Dear Sir Keir
Do you not understand that the leadership of the Israeli government has selective hearing?
It hears all the words of sympathy for its losses of life and support for its right to defend its people, but it is deaf to warnings about infringing international law.
So, when you preface your remarks about the current crisis by yet again emphasising that it is all the fault of Hamas and the Palestinians, the rest of your words are lost to the ether.
Your Labour HQ staff did their best to discourage members and MPs from attending last weekend’s nation-wide demonstrations in support of peace in Israel/Palestine.
To whom were you showing obeisance?
Was it to the people of Israel? Or was it to their extreme right-wing government?

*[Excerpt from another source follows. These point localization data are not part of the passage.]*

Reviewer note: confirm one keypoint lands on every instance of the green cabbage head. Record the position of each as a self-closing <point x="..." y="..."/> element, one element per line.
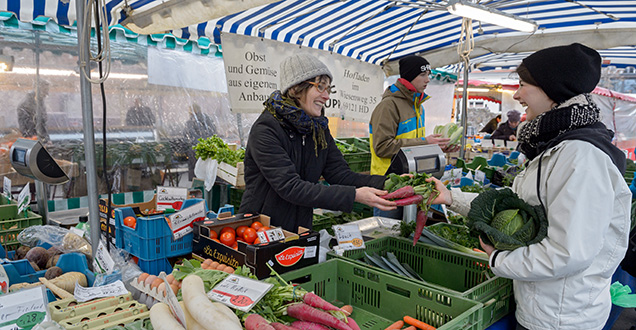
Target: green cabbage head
<point x="507" y="221"/>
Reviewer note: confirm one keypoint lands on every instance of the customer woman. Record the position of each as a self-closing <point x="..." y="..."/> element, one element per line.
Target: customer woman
<point x="575" y="174"/>
<point x="290" y="148"/>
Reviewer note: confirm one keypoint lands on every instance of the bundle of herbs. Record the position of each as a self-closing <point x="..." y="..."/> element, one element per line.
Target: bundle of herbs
<point x="405" y="190"/>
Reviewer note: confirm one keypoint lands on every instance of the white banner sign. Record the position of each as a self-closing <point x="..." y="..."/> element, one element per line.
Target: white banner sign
<point x="252" y="69"/>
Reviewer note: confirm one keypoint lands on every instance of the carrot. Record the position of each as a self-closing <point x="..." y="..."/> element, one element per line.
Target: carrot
<point x="417" y="323"/>
<point x="352" y="323"/>
<point x="420" y="222"/>
<point x="403" y="192"/>
<point x="415" y="199"/>
<point x="304" y="325"/>
<point x="305" y="312"/>
<point x="395" y="326"/>
<point x="257" y="322"/>
<point x="314" y="300"/>
<point x="280" y="326"/>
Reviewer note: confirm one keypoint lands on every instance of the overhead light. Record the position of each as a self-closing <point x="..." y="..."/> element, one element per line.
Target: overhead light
<point x="6" y="63"/>
<point x="474" y="90"/>
<point x="482" y="13"/>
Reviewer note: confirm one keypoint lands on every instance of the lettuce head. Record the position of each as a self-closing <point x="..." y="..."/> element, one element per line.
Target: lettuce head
<point x="505" y="221"/>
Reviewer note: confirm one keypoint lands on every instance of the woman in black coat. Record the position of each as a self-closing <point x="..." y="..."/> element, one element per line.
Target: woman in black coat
<point x="290" y="148"/>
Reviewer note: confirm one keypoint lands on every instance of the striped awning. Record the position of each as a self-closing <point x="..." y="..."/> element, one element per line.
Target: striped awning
<point x="381" y="31"/>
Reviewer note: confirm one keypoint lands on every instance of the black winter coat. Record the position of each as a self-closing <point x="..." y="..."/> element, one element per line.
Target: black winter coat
<point x="282" y="173"/>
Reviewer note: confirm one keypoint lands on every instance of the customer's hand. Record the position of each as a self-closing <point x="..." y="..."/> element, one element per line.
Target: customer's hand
<point x="444" y="196"/>
<point x="371" y="196"/>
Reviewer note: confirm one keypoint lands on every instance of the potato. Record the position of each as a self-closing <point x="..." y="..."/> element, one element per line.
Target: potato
<point x="53" y="272"/>
<point x="39" y="256"/>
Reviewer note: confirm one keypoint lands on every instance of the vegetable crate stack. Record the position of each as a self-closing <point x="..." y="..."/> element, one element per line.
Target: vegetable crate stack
<point x="454" y="272"/>
<point x="12" y="223"/>
<point x="104" y="313"/>
<point x="379" y="299"/>
<point x="294" y="250"/>
<point x="141" y="209"/>
<point x="356" y="153"/>
<point x="150" y="238"/>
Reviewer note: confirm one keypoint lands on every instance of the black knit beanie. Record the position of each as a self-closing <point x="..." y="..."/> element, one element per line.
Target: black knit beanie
<point x="564" y="71"/>
<point x="411" y="66"/>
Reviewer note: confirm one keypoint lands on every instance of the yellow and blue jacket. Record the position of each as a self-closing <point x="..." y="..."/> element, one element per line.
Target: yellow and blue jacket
<point x="396" y="122"/>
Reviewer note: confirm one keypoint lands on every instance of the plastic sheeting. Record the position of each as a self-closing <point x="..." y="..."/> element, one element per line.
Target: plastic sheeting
<point x="152" y="122"/>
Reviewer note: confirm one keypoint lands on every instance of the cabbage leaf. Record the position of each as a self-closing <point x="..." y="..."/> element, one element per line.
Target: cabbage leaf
<point x="505" y="221"/>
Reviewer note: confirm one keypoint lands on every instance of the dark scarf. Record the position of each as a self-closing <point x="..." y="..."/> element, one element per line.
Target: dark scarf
<point x="290" y="116"/>
<point x="575" y="119"/>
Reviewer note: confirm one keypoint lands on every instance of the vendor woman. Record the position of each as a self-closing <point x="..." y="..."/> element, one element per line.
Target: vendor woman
<point x="290" y="148"/>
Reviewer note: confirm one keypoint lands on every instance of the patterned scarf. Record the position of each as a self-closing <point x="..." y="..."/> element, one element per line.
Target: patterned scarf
<point x="538" y="134"/>
<point x="290" y="116"/>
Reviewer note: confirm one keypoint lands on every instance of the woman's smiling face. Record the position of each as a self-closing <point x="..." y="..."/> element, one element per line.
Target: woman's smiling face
<point x="534" y="99"/>
<point x="313" y="100"/>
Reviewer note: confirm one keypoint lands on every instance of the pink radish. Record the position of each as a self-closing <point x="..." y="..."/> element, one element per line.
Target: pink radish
<point x="314" y="300"/>
<point x="304" y="325"/>
<point x="257" y="322"/>
<point x="305" y="312"/>
<point x="403" y="192"/>
<point x="280" y="326"/>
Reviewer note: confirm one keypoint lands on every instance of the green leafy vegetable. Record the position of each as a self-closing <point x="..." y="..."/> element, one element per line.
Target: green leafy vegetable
<point x="507" y="221"/>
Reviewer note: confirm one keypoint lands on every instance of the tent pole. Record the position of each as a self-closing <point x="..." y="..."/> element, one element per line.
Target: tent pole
<point x="83" y="42"/>
<point x="464" y="120"/>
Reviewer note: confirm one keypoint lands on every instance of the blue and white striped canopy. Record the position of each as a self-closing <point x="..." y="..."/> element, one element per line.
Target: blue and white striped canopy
<point x="381" y="31"/>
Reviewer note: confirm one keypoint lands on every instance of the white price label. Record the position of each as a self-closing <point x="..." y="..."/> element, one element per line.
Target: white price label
<point x="239" y="292"/>
<point x="349" y="236"/>
<point x="6" y="188"/>
<point x="24" y="199"/>
<point x="271" y="235"/>
<point x="181" y="222"/>
<point x="23" y="309"/>
<point x="166" y="196"/>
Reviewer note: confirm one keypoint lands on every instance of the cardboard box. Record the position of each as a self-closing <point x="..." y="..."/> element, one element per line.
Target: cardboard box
<point x="293" y="252"/>
<point x="140" y="209"/>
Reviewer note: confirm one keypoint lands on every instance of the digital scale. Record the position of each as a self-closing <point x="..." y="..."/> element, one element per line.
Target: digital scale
<point x="427" y="158"/>
<point x="29" y="158"/>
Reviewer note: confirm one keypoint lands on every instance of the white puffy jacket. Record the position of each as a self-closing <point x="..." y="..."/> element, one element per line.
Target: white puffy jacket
<point x="563" y="281"/>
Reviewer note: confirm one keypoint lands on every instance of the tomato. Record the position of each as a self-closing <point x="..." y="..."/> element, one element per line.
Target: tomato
<point x="227" y="238"/>
<point x="130" y="221"/>
<point x="250" y="235"/>
<point x="240" y="230"/>
<point x="227" y="229"/>
<point x="256" y="224"/>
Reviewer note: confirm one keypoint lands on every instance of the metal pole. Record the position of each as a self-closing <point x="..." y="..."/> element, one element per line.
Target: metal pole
<point x="83" y="42"/>
<point x="462" y="151"/>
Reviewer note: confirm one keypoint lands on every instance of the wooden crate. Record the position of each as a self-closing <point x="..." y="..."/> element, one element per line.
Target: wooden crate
<point x="234" y="175"/>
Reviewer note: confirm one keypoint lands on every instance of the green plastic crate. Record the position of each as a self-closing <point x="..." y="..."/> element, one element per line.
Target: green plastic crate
<point x="446" y="270"/>
<point x="12" y="223"/>
<point x="379" y="299"/>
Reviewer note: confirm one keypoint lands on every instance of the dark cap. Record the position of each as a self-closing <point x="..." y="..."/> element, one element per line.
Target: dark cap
<point x="411" y="67"/>
<point x="563" y="72"/>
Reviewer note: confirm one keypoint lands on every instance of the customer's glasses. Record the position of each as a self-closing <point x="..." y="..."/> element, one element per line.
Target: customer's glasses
<point x="323" y="86"/>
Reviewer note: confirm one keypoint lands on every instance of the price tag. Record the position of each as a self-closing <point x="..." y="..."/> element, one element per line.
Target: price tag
<point x="6" y="188"/>
<point x="172" y="302"/>
<point x="23" y="309"/>
<point x="349" y="237"/>
<point x="103" y="261"/>
<point x="239" y="292"/>
<point x="181" y="222"/>
<point x="480" y="176"/>
<point x="83" y="294"/>
<point x="166" y="196"/>
<point x="24" y="199"/>
<point x="271" y="235"/>
<point x="4" y="281"/>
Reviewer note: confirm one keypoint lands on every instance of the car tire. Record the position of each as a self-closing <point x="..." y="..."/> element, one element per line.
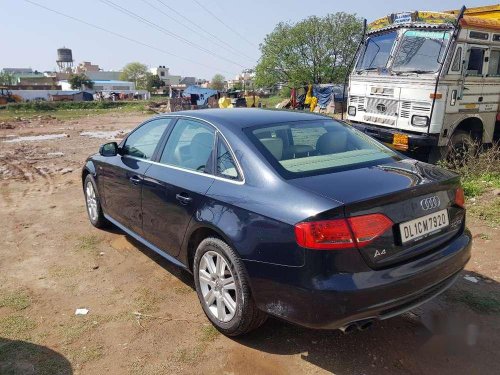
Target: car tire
<point x="212" y="293"/>
<point x="93" y="203"/>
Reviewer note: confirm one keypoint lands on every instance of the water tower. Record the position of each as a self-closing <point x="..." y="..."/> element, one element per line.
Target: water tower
<point x="64" y="59"/>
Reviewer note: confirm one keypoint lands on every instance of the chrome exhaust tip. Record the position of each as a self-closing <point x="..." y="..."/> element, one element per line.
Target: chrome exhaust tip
<point x="364" y="324"/>
<point x="348" y="328"/>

Was it to the self-appointed Board of Deputies?
Was it to your big donors?
Even the Prime Minister, among his remarks in the House Commons on 16th October, spoke of the necessity of a two-state solution, giving the Palestinian people statehood. You could not bring yourself to concede that much. Why not?

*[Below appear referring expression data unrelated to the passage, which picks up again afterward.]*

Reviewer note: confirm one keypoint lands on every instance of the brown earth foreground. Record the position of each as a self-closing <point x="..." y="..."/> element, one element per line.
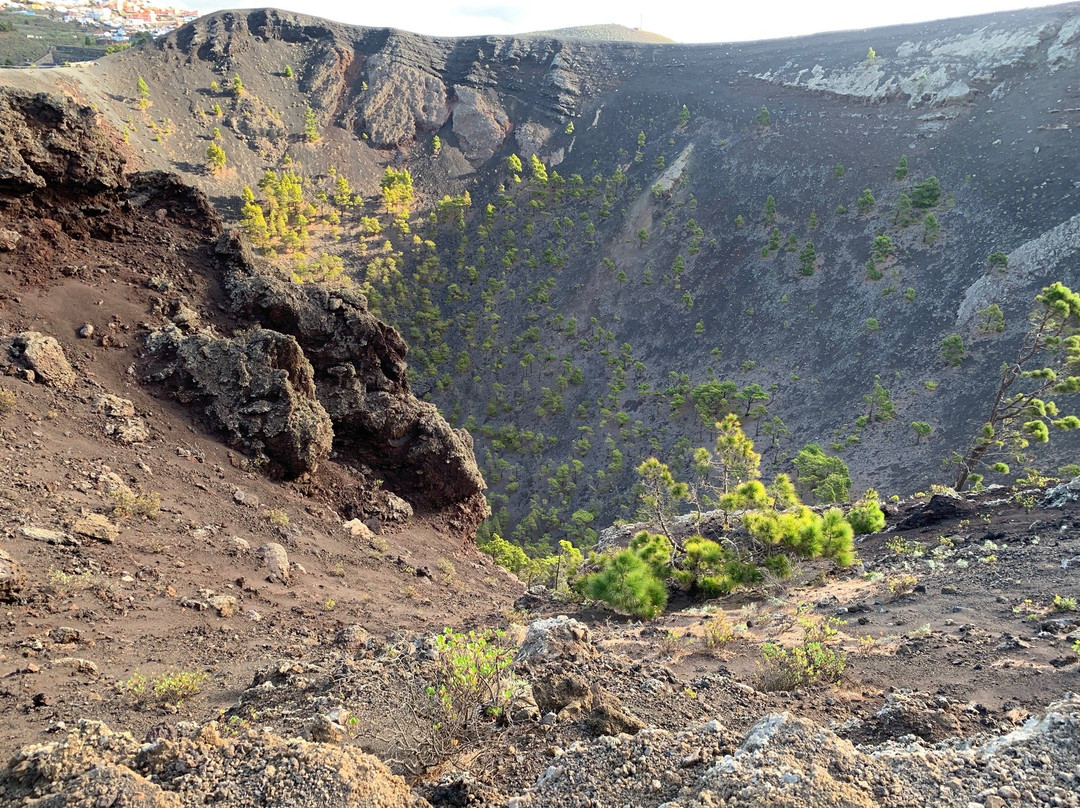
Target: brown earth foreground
<point x="140" y="550"/>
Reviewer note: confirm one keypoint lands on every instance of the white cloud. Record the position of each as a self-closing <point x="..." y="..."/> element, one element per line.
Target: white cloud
<point x="679" y="19"/>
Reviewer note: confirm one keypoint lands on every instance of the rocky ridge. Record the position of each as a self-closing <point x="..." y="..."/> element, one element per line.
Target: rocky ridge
<point x="258" y="387"/>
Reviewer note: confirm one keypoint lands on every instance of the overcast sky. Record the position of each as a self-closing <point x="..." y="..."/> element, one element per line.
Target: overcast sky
<point x="702" y="21"/>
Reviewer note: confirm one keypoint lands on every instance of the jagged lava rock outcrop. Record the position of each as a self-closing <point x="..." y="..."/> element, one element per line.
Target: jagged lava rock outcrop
<point x="319" y="373"/>
<point x="360" y="375"/>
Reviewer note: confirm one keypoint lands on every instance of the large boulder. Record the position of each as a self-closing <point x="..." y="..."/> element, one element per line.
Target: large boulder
<point x="45" y="139"/>
<point x="359" y="365"/>
<point x="555" y="638"/>
<point x="94" y="766"/>
<point x="43" y="354"/>
<point x="257" y="388"/>
<point x="12" y="578"/>
<point x="480" y="122"/>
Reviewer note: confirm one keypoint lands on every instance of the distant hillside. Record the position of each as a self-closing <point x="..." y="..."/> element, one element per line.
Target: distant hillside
<point x="604" y="303"/>
<point x="27" y="37"/>
<point x="610" y="32"/>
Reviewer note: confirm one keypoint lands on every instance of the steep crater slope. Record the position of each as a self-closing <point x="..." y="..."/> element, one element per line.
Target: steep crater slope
<point x="135" y="541"/>
<point x="566" y="319"/>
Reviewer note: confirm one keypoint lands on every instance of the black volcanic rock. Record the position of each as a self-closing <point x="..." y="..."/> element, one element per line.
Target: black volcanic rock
<point x="360" y="373"/>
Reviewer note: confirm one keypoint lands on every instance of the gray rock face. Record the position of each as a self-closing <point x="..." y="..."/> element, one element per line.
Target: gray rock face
<point x="359" y="371"/>
<point x="480" y="122"/>
<point x="555" y="637"/>
<point x="94" y="766"/>
<point x="400" y="102"/>
<point x="42" y="354"/>
<point x="9" y="240"/>
<point x="257" y="388"/>
<point x="12" y="578"/>
<point x="277" y="562"/>
<point x="48" y="140"/>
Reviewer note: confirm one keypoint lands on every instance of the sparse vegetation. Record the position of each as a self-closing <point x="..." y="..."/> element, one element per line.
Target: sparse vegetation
<point x="1017" y="417"/>
<point x="814" y="659"/>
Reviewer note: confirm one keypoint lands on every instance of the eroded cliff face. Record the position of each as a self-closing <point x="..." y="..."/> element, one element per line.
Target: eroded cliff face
<point x="394" y="88"/>
<point x="291" y="373"/>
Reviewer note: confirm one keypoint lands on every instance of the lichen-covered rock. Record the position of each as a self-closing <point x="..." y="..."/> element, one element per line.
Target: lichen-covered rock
<point x="401" y="101"/>
<point x="9" y="240"/>
<point x="44" y="355"/>
<point x="555" y="637"/>
<point x="480" y="122"/>
<point x="359" y="366"/>
<point x="45" y="139"/>
<point x="257" y="388"/>
<point x="94" y="767"/>
<point x="12" y="578"/>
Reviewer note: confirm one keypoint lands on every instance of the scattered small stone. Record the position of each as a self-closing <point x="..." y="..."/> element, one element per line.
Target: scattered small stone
<point x="359" y="529"/>
<point x="43" y="534"/>
<point x="96" y="526"/>
<point x="225" y="605"/>
<point x="555" y="637"/>
<point x="238" y="546"/>
<point x="65" y="634"/>
<point x="42" y="355"/>
<point x="324" y="730"/>
<point x="80" y="664"/>
<point x="352" y="637"/>
<point x="9" y="240"/>
<point x="277" y="561"/>
<point x="245" y="498"/>
<point x="113" y="406"/>
<point x="12" y="578"/>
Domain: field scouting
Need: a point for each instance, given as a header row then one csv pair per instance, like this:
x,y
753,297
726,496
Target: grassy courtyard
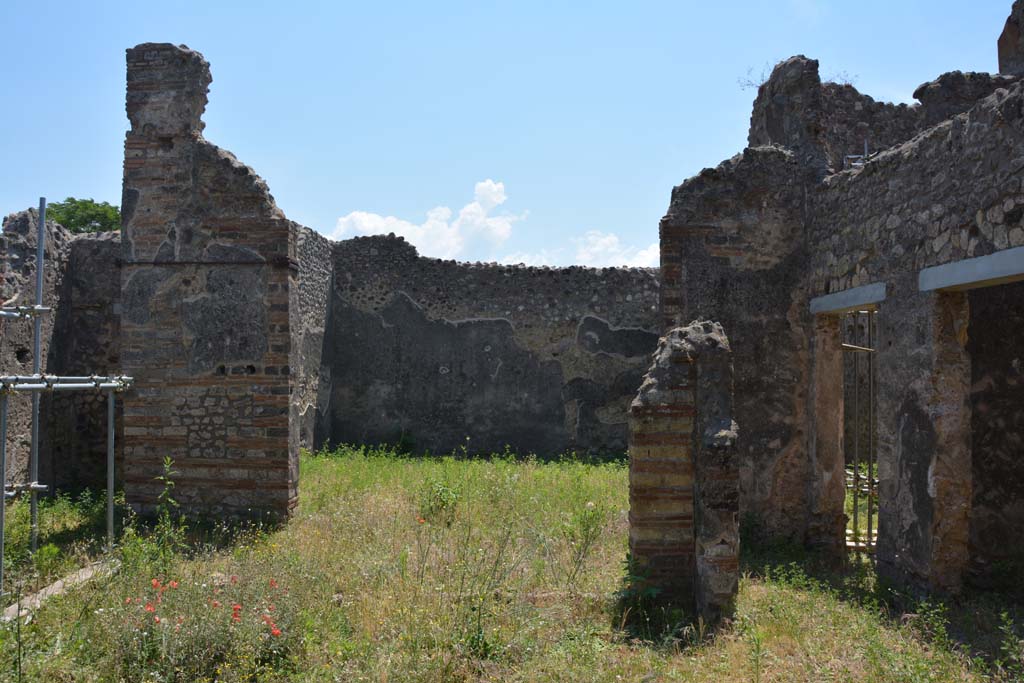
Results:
x,y
444,569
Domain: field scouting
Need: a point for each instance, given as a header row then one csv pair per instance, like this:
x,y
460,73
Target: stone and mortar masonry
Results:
x,y
82,287
951,193
732,249
684,489
437,355
752,242
208,290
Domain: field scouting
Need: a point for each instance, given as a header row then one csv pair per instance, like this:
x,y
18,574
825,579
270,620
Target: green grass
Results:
x,y
72,534
440,569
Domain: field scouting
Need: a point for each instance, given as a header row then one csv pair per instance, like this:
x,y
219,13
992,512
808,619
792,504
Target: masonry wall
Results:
x,y
684,493
437,355
995,343
311,394
823,122
733,249
208,278
17,261
951,193
87,330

Is it because, like the Israeli government, you do not wish to see a two-state solution. The Netanyahu government clearly wants a one-state solution, Israel occupying the whole of Palestine, the Palestinians being confined to ever smaller enclaves or forced out completely.

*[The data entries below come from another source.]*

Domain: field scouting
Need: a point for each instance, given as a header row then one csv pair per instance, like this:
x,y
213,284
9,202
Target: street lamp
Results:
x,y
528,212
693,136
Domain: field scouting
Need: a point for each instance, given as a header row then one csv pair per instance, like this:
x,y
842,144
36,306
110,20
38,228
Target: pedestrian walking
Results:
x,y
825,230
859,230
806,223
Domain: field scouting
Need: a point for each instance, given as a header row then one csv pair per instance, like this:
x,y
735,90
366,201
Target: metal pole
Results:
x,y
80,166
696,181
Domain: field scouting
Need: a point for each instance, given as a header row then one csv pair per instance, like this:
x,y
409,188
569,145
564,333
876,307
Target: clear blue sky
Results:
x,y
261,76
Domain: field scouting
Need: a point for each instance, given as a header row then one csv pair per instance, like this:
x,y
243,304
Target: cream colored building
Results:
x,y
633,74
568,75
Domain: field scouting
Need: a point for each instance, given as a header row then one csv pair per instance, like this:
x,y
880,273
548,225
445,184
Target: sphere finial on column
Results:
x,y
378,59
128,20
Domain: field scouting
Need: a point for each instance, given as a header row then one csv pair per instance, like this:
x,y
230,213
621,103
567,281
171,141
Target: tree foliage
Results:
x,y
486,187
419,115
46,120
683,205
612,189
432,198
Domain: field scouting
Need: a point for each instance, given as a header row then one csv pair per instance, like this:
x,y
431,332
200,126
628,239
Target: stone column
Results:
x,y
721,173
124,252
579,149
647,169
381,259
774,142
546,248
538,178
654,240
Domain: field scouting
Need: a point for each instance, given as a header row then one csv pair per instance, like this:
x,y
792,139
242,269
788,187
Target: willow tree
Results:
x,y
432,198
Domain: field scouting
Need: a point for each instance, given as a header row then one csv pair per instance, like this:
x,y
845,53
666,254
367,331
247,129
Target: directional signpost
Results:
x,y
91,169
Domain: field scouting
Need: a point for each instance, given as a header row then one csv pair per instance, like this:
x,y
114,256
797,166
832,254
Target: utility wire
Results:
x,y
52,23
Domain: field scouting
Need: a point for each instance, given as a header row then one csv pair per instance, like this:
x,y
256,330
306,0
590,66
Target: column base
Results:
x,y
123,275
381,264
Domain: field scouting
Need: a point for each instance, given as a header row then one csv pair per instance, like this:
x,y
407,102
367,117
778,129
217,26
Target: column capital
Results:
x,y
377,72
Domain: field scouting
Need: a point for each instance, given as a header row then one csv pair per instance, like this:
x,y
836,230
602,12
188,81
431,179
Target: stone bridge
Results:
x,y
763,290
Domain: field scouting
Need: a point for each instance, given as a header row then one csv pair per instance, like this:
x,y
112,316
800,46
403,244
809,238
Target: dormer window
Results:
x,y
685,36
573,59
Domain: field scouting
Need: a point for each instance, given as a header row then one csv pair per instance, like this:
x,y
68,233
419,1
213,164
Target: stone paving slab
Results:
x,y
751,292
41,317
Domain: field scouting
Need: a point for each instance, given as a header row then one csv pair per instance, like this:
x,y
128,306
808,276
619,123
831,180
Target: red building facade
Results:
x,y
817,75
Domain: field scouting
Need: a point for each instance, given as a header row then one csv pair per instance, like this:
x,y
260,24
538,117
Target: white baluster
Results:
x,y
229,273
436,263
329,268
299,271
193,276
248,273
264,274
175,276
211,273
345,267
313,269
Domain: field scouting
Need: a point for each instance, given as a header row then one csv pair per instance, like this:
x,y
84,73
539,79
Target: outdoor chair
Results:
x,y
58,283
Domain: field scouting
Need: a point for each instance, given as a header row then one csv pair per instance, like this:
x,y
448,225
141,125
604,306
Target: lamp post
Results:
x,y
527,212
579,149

The recently promulgated Nation-State Law describes the land of Israel as the nation state of the Jewish people
Israel “disengaged” from Gaza in 2005, finding it too hot to handle. It was hoped that the Palestinian authority, under the control of Fatah, would then govern both Gaza and the West Bank. However, it was Hamas, the more militant party, which does not recognise Israel’s right to territory in Palestine, that took control of Gaza.
So, we have both sides, in this long war, with recalcitrant positions.
Hamas and Hezbollah are both islamist, bogoted, paramilitary and opposed to the existence of Israel in Palestine.
Since its foundation, Israeli governments have not been entirely secular, seeing themselves as Jewish and heirs of Israel’s biblical history.
The only Israeli leader who favoured a two-state solution was Yitzhak Rabin, who signed several peace accords with the Palestinian leadership.
In 1994, he and Yasser Arafat, the Palestinian leader, were awarded the Nobel Peace Prize
He was assassinated in 1995 by an Israeli extremist. That opened the door to Netanyahu and his belligerent racism.